Q: Divorced a year, got along great. Got in a new relationship and all civility went out the window. She threatens court.
Got along great with ex. So much so she moved across the street. We have 50/50. I got a girlfriend around Christmas and now she is bitter and cold. Always bashing me on social media. Flew our kid from FL to CA for 3 days to see her bf without permission when she was supposed to be in KY with family. Suddenly started smoking weed and cigarettes. I am clean as a whistle and always have been. Don't drink, smoke, or do drugs. She is the "fun parent" and I am the responsible one. I handle all school, doctor, and dentist related stuff. She doesn't even know our pediatricians name. Our childs teacher can tell a difference in her when she stays with mom. She barely saw mom from June 2020 until November 2020. Child use to scream when she had to go to moms. Now she wants to sleep there because they cosleep and I make her sleep in her room. With all the bashing and lying she has done lately I am worried about her trying to take me back to court. Do I wait, or strike first?

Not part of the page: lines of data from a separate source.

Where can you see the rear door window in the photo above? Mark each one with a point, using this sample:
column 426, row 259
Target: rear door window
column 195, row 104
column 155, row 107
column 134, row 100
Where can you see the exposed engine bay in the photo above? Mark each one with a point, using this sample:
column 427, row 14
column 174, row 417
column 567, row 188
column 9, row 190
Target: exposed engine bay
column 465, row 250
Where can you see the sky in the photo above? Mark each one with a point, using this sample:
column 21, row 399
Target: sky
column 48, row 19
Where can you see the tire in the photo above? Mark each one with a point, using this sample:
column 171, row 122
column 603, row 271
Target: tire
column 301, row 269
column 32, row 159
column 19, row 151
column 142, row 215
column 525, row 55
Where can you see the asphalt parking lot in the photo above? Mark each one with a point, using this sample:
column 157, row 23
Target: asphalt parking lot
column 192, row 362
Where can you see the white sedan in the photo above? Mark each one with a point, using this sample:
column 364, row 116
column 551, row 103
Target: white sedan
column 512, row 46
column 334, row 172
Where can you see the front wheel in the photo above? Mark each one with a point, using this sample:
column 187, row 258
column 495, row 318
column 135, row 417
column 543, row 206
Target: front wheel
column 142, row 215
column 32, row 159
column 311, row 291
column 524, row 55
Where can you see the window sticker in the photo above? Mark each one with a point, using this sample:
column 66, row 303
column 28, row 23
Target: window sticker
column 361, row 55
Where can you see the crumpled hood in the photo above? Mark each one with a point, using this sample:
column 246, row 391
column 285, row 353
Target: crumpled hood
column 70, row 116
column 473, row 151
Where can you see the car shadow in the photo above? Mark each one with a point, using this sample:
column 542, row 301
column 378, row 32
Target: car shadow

The only lawyer who could possibly help you is the lawyer who handled your side of the divorce, because s/he was successful in getting you to 50/50.
From my own personal experience the best any father of a female child can expect is 50/50, which is where you are. So why rock the boat if it will not get you any closer to the dock?
Strategy: Keep you focus on your daughter. Ask her questions (do not interrogate) when she comes back from moms. Keep copious notes; write down ever nasty incident; keep in constant touch with the child's teachers (they will be great witnesses if needed); resist the temptation to act out when the mother angers you. Re-hire your lawyer, but do not start the next round.